Lenck: Selbst wenn Sie den Guide durchgearbeitet haben, sind Sie nicht rundum gut informiert. Hinzu kommt: SAP-Berater sind nicht alle auf dem gleichen Kenntnisstand. Selbst wenn Sie als Kunde einen Berater konsultieren, müssen Sie sich zwei Fragen stellen: „Was kann das Produkt denn nun tatsächlich?“ und „Ist das, was mir mein SAP-Berater erzählt, wirklich noch aktuell oder schon veraltet?“
com! professional: Welche Probleme sehen Sie in der momentanen Umbruchsituation denn noch?
Lenck: Es herrscht eine große Unsicherheit am Markt. Das ist kein Vorwurf an die SAP. Zurzeit verändern sich zeitgleich sehr viele Dinge fulminant. Schauen Sie sich die S/4-Releases 1503 (Simple Finance), 1511 und 1610 an. Jede Version hat eine völlig andere Funktionalität. Und in der im September auf den Markt gekommenen aktuellen 1709er-Version hat sich schon wieder extrem viel geändert. SAP lässt die Kunden hier zu häufig im Regen stehen. Die Kunden müssen selbst entscheiden, ob sie ein Release einführen wollen oder eben nicht.

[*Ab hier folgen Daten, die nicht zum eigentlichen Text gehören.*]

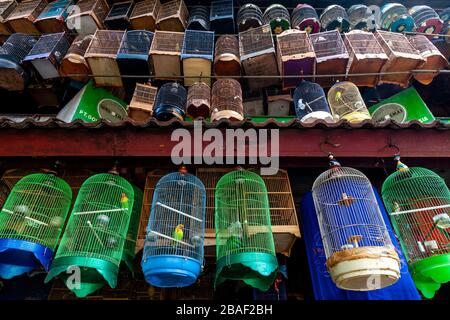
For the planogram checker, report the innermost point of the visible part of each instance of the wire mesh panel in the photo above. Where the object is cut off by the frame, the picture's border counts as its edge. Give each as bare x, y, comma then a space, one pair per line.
360, 255
403, 57
31, 223
417, 200
331, 57
245, 248
13, 76
226, 100
173, 249
95, 234
346, 103
366, 56
295, 55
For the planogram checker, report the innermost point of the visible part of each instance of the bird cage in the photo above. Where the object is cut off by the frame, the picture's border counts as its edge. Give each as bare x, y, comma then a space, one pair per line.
118, 17
433, 57
359, 252
395, 17
165, 53
331, 57
278, 17
142, 102
101, 56
226, 57
426, 20
221, 16
74, 65
199, 100
13, 76
6, 8
170, 102
346, 103
334, 17
133, 58
88, 16
305, 18
226, 100
47, 54
295, 55
173, 249
197, 56
417, 200
53, 18
94, 238
24, 15
366, 57
311, 103
145, 14
31, 223
173, 16
403, 57
245, 249
258, 57
249, 16
198, 18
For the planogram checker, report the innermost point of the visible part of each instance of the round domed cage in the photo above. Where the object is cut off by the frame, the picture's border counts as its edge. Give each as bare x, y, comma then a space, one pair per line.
95, 234
31, 223
418, 202
360, 255
245, 248
173, 248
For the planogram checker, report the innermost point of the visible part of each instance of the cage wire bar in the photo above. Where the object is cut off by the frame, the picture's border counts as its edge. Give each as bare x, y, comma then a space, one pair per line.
95, 234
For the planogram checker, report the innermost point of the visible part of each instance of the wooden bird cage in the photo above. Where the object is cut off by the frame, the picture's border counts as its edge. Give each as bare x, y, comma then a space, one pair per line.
145, 14
173, 16
403, 57
142, 102
366, 57
74, 65
258, 57
199, 100
295, 55
47, 54
101, 56
434, 60
226, 100
331, 57
118, 17
53, 18
197, 56
24, 15
226, 56
165, 53
88, 16
6, 8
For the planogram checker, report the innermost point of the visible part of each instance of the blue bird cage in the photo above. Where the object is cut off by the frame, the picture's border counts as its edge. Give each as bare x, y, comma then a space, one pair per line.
311, 103
173, 248
221, 17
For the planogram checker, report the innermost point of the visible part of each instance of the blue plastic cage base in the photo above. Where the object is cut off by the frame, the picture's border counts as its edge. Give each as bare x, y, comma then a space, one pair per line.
170, 271
20, 256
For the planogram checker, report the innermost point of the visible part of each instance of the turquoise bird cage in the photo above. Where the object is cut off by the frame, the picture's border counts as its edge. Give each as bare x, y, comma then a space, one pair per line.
92, 246
245, 249
173, 248
31, 223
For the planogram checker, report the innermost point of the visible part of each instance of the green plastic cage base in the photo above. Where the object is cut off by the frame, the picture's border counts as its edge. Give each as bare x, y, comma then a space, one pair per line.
258, 270
428, 274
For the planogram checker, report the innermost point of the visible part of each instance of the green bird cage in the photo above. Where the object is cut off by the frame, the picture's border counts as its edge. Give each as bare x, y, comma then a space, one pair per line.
245, 249
92, 246
31, 222
418, 202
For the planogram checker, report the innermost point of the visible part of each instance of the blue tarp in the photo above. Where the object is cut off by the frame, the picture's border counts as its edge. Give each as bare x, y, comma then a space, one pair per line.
323, 286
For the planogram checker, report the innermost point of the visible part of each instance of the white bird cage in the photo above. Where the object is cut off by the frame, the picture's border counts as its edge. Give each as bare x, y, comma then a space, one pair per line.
360, 254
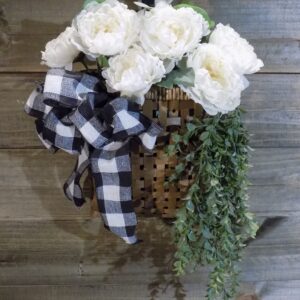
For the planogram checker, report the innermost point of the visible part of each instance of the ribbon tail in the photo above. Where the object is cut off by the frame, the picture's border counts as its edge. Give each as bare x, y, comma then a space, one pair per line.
111, 169
72, 187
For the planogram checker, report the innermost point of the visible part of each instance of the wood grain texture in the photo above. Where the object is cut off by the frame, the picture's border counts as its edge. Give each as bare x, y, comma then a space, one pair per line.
31, 185
272, 27
272, 102
45, 254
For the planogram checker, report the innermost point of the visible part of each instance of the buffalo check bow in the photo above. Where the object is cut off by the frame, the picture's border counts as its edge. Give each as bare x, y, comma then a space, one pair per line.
75, 113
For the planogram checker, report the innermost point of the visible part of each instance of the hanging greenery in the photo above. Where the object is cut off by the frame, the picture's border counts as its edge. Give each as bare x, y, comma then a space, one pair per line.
214, 222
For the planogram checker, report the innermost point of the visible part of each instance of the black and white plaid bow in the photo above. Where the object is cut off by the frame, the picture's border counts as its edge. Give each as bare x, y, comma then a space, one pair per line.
75, 114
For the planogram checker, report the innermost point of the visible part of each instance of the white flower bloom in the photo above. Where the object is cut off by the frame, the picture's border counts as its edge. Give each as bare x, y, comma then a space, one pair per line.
133, 72
241, 52
106, 28
217, 85
60, 52
169, 33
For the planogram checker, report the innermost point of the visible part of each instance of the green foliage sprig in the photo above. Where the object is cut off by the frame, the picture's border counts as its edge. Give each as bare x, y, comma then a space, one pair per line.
214, 222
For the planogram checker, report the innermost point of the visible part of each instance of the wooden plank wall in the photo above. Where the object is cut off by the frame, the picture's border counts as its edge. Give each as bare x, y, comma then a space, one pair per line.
50, 250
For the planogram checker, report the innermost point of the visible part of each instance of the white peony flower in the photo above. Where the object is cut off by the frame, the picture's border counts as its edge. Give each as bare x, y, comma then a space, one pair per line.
60, 52
106, 28
241, 52
169, 33
133, 72
217, 85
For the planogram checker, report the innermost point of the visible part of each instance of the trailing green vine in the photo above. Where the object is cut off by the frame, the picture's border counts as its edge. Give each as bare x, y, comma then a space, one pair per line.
214, 221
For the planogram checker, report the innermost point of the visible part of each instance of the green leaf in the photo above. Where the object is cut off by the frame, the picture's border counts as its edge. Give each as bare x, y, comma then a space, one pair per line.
214, 223
191, 127
190, 206
179, 168
87, 2
200, 11
191, 236
204, 135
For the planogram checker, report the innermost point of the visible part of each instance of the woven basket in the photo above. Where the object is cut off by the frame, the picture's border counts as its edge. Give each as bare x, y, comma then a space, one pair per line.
171, 108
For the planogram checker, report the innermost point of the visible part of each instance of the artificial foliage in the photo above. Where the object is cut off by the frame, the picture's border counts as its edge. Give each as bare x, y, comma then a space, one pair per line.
214, 221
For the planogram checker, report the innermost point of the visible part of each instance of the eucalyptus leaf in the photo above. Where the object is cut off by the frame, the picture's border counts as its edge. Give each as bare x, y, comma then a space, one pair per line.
185, 77
213, 225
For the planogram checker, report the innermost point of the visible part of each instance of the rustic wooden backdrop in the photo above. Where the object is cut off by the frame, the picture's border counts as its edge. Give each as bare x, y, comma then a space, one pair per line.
51, 250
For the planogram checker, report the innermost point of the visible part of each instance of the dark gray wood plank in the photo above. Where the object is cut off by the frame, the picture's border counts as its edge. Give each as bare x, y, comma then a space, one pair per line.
82, 252
31, 184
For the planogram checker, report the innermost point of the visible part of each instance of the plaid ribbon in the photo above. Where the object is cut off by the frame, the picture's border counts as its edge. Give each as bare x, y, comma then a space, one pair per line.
75, 113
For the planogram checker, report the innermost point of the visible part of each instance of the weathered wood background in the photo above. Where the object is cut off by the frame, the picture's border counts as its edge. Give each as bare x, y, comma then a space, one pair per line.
50, 250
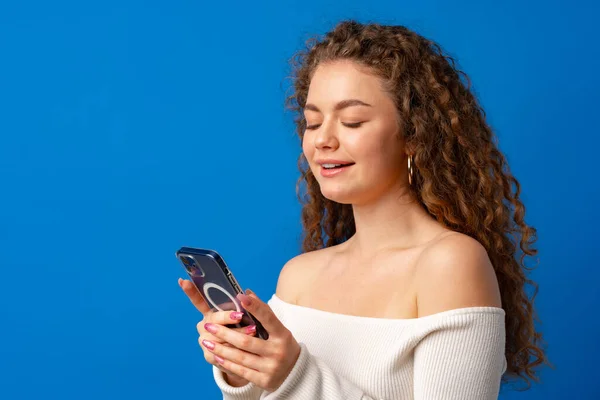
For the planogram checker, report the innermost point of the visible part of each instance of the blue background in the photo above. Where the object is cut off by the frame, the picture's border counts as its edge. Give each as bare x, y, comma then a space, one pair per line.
129, 129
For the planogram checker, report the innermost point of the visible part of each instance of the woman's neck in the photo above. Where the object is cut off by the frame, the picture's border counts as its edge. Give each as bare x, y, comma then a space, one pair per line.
395, 220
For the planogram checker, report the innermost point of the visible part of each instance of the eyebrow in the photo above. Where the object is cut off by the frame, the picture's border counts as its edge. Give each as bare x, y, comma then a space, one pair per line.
339, 106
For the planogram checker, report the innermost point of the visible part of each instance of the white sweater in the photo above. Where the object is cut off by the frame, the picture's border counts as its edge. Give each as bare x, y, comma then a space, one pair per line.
456, 354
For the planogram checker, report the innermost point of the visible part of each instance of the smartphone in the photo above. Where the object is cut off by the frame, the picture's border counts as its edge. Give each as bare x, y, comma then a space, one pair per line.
217, 285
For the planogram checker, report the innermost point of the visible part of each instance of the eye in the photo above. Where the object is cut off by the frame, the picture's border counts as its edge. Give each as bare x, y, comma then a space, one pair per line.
353, 124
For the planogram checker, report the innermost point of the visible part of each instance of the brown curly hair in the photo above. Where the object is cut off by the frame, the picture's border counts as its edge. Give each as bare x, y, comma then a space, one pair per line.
461, 177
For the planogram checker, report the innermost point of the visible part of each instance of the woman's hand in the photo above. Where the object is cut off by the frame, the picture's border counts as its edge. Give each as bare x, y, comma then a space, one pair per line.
216, 318
266, 363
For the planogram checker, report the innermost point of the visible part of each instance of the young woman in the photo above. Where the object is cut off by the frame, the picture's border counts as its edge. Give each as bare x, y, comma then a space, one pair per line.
411, 284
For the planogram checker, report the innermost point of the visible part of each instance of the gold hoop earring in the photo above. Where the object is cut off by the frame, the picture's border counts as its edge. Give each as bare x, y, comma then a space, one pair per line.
410, 170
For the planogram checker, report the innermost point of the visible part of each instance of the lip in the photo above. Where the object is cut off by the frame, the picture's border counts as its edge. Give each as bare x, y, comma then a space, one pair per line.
331, 161
329, 173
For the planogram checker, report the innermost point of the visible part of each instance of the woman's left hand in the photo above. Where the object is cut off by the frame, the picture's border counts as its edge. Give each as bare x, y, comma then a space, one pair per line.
266, 363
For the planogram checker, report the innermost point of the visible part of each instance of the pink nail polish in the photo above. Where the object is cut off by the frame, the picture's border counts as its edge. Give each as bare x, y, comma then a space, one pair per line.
246, 301
236, 315
208, 344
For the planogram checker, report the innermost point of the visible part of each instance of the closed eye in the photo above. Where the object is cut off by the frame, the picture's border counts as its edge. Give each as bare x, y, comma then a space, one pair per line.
346, 124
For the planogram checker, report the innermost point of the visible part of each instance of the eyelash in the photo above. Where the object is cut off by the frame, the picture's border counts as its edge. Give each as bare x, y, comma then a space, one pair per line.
350, 125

com! professional: Dann müsste SAP Berater besser schulen?
Lenck: Definitiv.
com! professional: SAP puscht momentan Künstliche Intelligenz und Machine Learning. Ist das für einen DSAG-Mittelständler denn schon relevant?
Lenck: Ein Programmierer der 1980er- und 1990er-Jahre hat einfache Entscheidungswege programmiert, um einer Maschine Künstliche Intelligenz zu verpassen. Heute sind wir in der Lage, aus den Daten ohne Hilfe eines Programmierers Modelle zu generieren, anhand derer die Maschine Entscheidungen treffen kann. Das ist schon ein deutlicher Fortschritt zu den neuronalen Netzen vor 30 Jahren. Aber die Künstliche Intelligenz ist in den Geschäftsprozessen der heutigen Unternehmen noch nicht wirklich vertreten.
com! professional: Kein Kunde setzt nur und ausschließlich SAP ein. Wie offen ist SAP für Lösungen der Mitbewerber?
Lenck: Kunden entscheiden sich für eine SAP-Lösung, weil sie der Prozessreife einer SAP vertrauen und ihre Geschäftsprozesse damit abbilden. Die SAP ist sicher nicht der einzig mögliche Plattformbetreiber.
com! professional: Was fällt Ihnen ganz spontan zu SAP ein?
Lenck: Ein wichtiger Partner, mit dem sich immer eine Unterhaltung lohnt, auch wenn wir manchmal unterschiedlicher Meinung sind.